Manchmal erinnert mich Instagram an ihn

© Julius Kraft

Schon bei unserem ersten Aufeinandertreffen war es mir bewusst. Er war groß und gutaussehend. Mit dunklem Bart und vertrauensvollen Kastanienaugen. Ein Abbild von dem, was ich ganz naiv meinen Traummann nenne. Dass so etwas nur in romantischen Komödien mit Kate Hudson gut endet, wusste mein Kopf bereits. Doch auf den wollte ich nicht hören.

Wir lernten uns als Praktikanten kennen, tranken nach der Arbeit gemeinsam Bier und redeten über unseren Traum vom Filmemachen. Wir sind perfekt füreinander, dachte mein Herz, welches sich so gerne verliebt wie Taylor Swift in ihren Songs. Sein Herz aber liebte eine andere.

Normalerweise weiß ich fehlgeleitete Gefühle abzustellen und halte genug von mir, mich nicht in jemanden zu verlieben, der mich nie zurücklieben wird. Nur mit ihm war es anders. Mit ihm landete ich nach einer durchzechten Nacht dennoch im Bett. Rein platonisch. Wir standen zusammen auf und ich machte uns Kaffee. Wir schauten uns Internetvideos an und redeten über unsere Lieblingsregisseure. Und während er mich für meine Freundschaft schätzte, schlief ich die nächsten Tage auf meiner Couch. Weit weg von dem Ort, an dem nichts passierte außer träumen.

Plötzlich sind wir die Nebenfiguren in der romantischen Komödie mit Kate Hudson

Gerne würde ich sagen, dass ich schlau war und ihn nicht mehr zum Bier getroffen habe. Dass ich stark war und ihn nicht mehr bei mir übernachten lies. Und ich gesund war und ihm nicht noch behilflich, wenn es um das Nachgehen seiner Liebe ging. All das war ich nicht. Dafür war seine Anziehungskraft zu groß und dafür schätzte auch ich ihn zu sehr für seine Freundschaft. Für seine Intelligenz und Wärme. So jemanden brauchte mein Leben zum Zeitpunkt unseres Kennenlernens. Und selbst später, als ich mich zurück ins Datingleben schmiss, fiel es mir oft schwer, nicht an seine Kastanienaugen zu denken. Und an das "Was wäre wenn".

In meinem Freundeskreis gibt es einige ungesunde platonische Beziehungen.
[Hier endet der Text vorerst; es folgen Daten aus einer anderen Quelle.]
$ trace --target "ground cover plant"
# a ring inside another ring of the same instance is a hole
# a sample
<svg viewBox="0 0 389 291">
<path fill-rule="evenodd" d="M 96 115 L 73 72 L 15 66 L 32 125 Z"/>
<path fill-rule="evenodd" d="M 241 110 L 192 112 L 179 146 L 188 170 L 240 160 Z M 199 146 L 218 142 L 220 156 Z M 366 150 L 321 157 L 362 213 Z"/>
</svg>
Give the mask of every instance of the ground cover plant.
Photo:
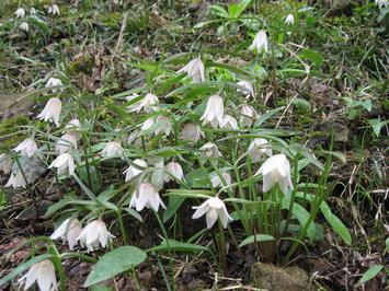
<svg viewBox="0 0 389 291">
<path fill-rule="evenodd" d="M 1 287 L 387 287 L 387 1 L 0 8 Z"/>
</svg>

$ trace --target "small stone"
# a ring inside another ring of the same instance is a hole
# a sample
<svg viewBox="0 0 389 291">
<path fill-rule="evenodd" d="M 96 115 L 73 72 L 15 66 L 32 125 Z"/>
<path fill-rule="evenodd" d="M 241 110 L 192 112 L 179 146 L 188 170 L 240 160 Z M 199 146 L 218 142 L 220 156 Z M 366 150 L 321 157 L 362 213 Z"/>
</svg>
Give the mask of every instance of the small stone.
<svg viewBox="0 0 389 291">
<path fill-rule="evenodd" d="M 251 266 L 252 284 L 267 290 L 314 290 L 308 279 L 307 272 L 298 267 L 281 268 L 264 263 L 254 263 Z"/>
</svg>

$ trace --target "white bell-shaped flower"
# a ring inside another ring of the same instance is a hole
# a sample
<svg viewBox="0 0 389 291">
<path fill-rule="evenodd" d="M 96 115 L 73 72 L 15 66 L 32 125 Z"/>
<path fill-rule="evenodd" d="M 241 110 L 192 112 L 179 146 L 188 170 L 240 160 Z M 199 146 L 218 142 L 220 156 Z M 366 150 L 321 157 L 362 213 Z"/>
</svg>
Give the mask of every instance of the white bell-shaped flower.
<svg viewBox="0 0 389 291">
<path fill-rule="evenodd" d="M 219 95 L 213 95 L 208 98 L 207 107 L 199 120 L 203 125 L 210 124 L 213 128 L 221 126 L 225 114 L 222 98 Z"/>
<path fill-rule="evenodd" d="M 217 219 L 220 219 L 221 224 L 225 229 L 227 229 L 227 224 L 229 220 L 232 218 L 228 214 L 226 205 L 218 197 L 213 197 L 204 201 L 201 206 L 193 207 L 196 209 L 192 219 L 198 219 L 206 214 L 207 228 L 210 229 Z"/>
<path fill-rule="evenodd" d="M 221 181 L 220 176 L 217 173 L 214 173 L 210 177 L 210 183 L 214 188 L 221 188 L 231 186 L 231 175 L 228 172 L 221 173 L 222 178 L 226 181 L 226 184 Z"/>
<path fill-rule="evenodd" d="M 268 50 L 268 40 L 267 34 L 265 31 L 259 31 L 254 37 L 253 43 L 249 47 L 250 50 L 256 49 L 258 54 L 267 53 Z"/>
<path fill-rule="evenodd" d="M 260 161 L 262 154 L 273 155 L 271 144 L 263 138 L 255 138 L 249 146 L 249 154 L 254 162 Z"/>
<path fill-rule="evenodd" d="M 77 138 L 71 133 L 65 133 L 56 142 L 56 152 L 58 154 L 71 152 L 72 148 L 77 149 Z"/>
<path fill-rule="evenodd" d="M 4 153 L 0 154 L 0 172 L 8 174 L 12 171 L 12 159 Z"/>
<path fill-rule="evenodd" d="M 263 175 L 263 191 L 268 191 L 275 184 L 286 194 L 287 189 L 293 189 L 290 178 L 290 163 L 285 154 L 276 154 L 268 158 L 255 175 Z"/>
<path fill-rule="evenodd" d="M 178 162 L 170 162 L 165 166 L 167 175 L 164 176 L 164 182 L 170 182 L 172 176 L 182 181 L 184 177 L 184 172 L 182 171 L 182 166 Z"/>
<path fill-rule="evenodd" d="M 106 247 L 114 237 L 104 221 L 96 219 L 85 225 L 77 240 L 80 241 L 81 246 L 87 246 L 88 252 L 93 252 L 99 248 L 99 245 Z"/>
<path fill-rule="evenodd" d="M 201 155 L 203 158 L 220 158 L 221 153 L 217 146 L 213 142 L 205 143 L 202 148 L 199 148 Z"/>
<path fill-rule="evenodd" d="M 137 112 L 144 110 L 146 113 L 156 112 L 158 109 L 159 100 L 155 94 L 148 93 L 146 96 L 136 103 L 136 106 L 131 106 L 129 112 Z"/>
<path fill-rule="evenodd" d="M 286 16 L 286 19 L 285 19 L 285 23 L 289 24 L 289 25 L 294 24 L 295 23 L 295 16 L 293 14 L 288 14 Z"/>
<path fill-rule="evenodd" d="M 25 18 L 25 10 L 24 8 L 18 8 L 15 11 L 16 19 L 24 19 Z"/>
<path fill-rule="evenodd" d="M 220 127 L 224 129 L 239 129 L 237 119 L 228 114 L 222 118 Z"/>
<path fill-rule="evenodd" d="M 56 268 L 49 259 L 44 259 L 31 266 L 28 271 L 18 280 L 19 284 L 24 284 L 24 290 L 37 283 L 41 291 L 54 291 L 58 289 Z"/>
<path fill-rule="evenodd" d="M 159 206 L 167 209 L 158 191 L 149 183 L 141 183 L 129 201 L 129 207 L 135 208 L 138 212 L 144 210 L 145 207 L 158 211 Z"/>
<path fill-rule="evenodd" d="M 204 82 L 204 63 L 201 58 L 191 60 L 185 67 L 178 71 L 178 73 L 186 72 L 192 78 L 193 82 Z"/>
<path fill-rule="evenodd" d="M 48 14 L 59 15 L 59 8 L 56 4 L 50 4 L 47 10 Z"/>
<path fill-rule="evenodd" d="M 245 97 L 254 97 L 254 88 L 253 84 L 249 81 L 242 80 L 237 83 L 238 85 L 244 88 L 244 89 L 238 89 L 237 91 L 240 93 L 243 93 Z"/>
<path fill-rule="evenodd" d="M 28 25 L 28 22 L 25 22 L 23 21 L 20 25 L 19 25 L 19 28 L 21 28 L 23 32 L 28 32 L 30 30 L 30 25 Z"/>
<path fill-rule="evenodd" d="M 38 147 L 33 139 L 25 139 L 21 143 L 18 144 L 16 148 L 13 149 L 14 152 L 20 152 L 22 155 L 26 155 L 28 158 L 33 156 Z"/>
<path fill-rule="evenodd" d="M 16 173 L 11 173 L 11 176 L 5 184 L 5 187 L 12 187 L 16 189 L 20 187 L 25 188 L 26 185 L 27 184 L 26 181 L 24 179 L 23 173 L 19 168 Z"/>
<path fill-rule="evenodd" d="M 68 242 L 69 249 L 73 249 L 77 245 L 78 236 L 81 233 L 81 223 L 77 218 L 68 218 L 59 225 L 50 235 L 52 240 L 62 238 L 64 243 Z"/>
<path fill-rule="evenodd" d="M 258 113 L 250 105 L 243 104 L 240 108 L 240 125 L 243 127 L 251 127 L 254 119 L 258 118 Z"/>
<path fill-rule="evenodd" d="M 121 156 L 123 154 L 122 144 L 117 141 L 110 141 L 105 144 L 105 148 L 101 151 L 101 155 L 106 159 Z"/>
<path fill-rule="evenodd" d="M 181 131 L 181 138 L 183 140 L 197 142 L 201 137 L 204 137 L 202 129 L 199 128 L 199 126 L 192 123 L 185 124 Z"/>
<path fill-rule="evenodd" d="M 170 132 L 173 130 L 173 125 L 170 119 L 163 115 L 160 115 L 156 119 L 156 124 L 158 127 L 155 130 L 155 135 L 158 136 L 159 133 L 164 133 L 169 136 Z"/>
<path fill-rule="evenodd" d="M 46 103 L 45 108 L 37 117 L 45 121 L 49 120 L 54 123 L 57 127 L 59 127 L 59 115 L 61 108 L 62 108 L 62 102 L 57 97 L 53 97 Z"/>
<path fill-rule="evenodd" d="M 55 92 L 57 92 L 57 86 L 61 86 L 61 85 L 64 85 L 61 80 L 59 80 L 57 78 L 49 78 L 45 88 L 54 88 L 53 92 L 55 93 Z M 61 88 L 59 90 L 64 90 L 64 89 Z"/>
<path fill-rule="evenodd" d="M 134 160 L 133 162 L 134 164 L 138 165 L 139 167 L 136 167 L 134 165 L 130 165 L 126 171 L 124 171 L 123 174 L 126 175 L 125 177 L 125 182 L 128 182 L 130 181 L 131 178 L 138 176 L 141 174 L 141 172 L 144 172 L 144 168 L 146 168 L 148 165 L 146 163 L 145 160 L 141 160 L 141 159 L 136 159 Z M 144 168 L 142 168 L 144 167 Z"/>
<path fill-rule="evenodd" d="M 71 176 L 75 174 L 76 164 L 73 158 L 66 152 L 58 155 L 57 159 L 53 161 L 53 163 L 48 166 L 48 168 L 52 167 L 57 167 L 58 175 L 62 175 L 66 172 L 68 172 L 69 175 Z"/>
</svg>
Manchmal entstehen sie ganz ungewollt durch Studium oder Arbeit. Und manchmal schwören wir sie ganz freiwillig herauf. Durch den eigenen Druck auf den Selbstzerstörungsknopf. Einmal gedrückt, sind wir beste Freunde, Mitbewohner und Liebesberater. Plötzlich sind wir die Nebenfiguren in der romantischen Komödie mit Kate Hudson. Der lustige Buddy, der den Protagonisten einige Szenen stibitzt und dennoch kein Happy End findet. Darauf hatte ich irgendwann keine Lust mehr.

Als mein fehlbesetzter Hauptdarsteller eines Abends im Prince Charles mit seiner Liebe knutschte, während ich an der Bar Jägermeister trank, war mein Moment gekommen und ich sprach mich mit ihm aus. Ich erzählte ihm, wie schwierig unsere Beziehung für mich war und fragte ihn, ob er das nicht gemerkt hätte. Er war ehrlich überrascht und entschuldigte sich förmlich. Wir blieben in Kontakt.